Before 9/11, the general knowledge of the Muslim communities among wider society was certainly limited. In those, now good old days, the Muslim communities were seen as law-abiding, peaceful and hard-working, they kept themselves to themselves. There were movies, the Arabian Nights, Aladdin and Sinbad. I cheered Sylvester Stallone in Rambo 3, fighting alongside the Afghan "Mujahedeen" as they sought to rid their country of those pesky Russians! I even remember when former US President Ronald Reagan dedicated the launch of the Space Shuttle to the "freedom struggle of the Mujahedeen of Afghanistan". How times change!

After 9/11, virtually overnight, the Muslim communities became viewed as a threat, the state within, the fifth column, terrorist sympathisers and conspiring to take over the world.

In the absence of any knowledge, ignorance prevailed.

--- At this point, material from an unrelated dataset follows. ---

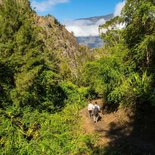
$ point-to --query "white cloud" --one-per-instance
(84, 27)
(45, 5)
(119, 8)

Today, many within the Muslim communities are still getting used to the new ground reality. The fall from grace has not been easy. That a mere 19 deluded hijackers could have such a catastrophic impact on world events and on the perception of Muslims all over the world is difficult to fathom. Subsequent actions and counter actions around the world have served to only further add to that sense of misunderstanding, that sense of fear.

If you read some of the feedback I get to my column on this website every week, the scale of misunderstanding becomes clear.

In reply to one of the questions I get almost every week, I say loudly, clearly and honestly: "No! Muslims do not want to take over the country!"

I, like most people in this country, want to live in peace. As a Muslim, I am free to practise my religion in this country without risk of persecution or oppression. It is a freedom that everyone else enjoys in this country, too. It's a part of what makes Britain so great.

I have no doubt that a tiny minority of Muslims around the UK (and the world) are doing and saying terrible things, often against other Muslims. But they do so despite being Muslim, not because they are Muslim.

"Islamophobia" can only be overcome by joint knowledge. In that, every Muslim must now try and play a part. It's time to step forward and be an ambassador for your community.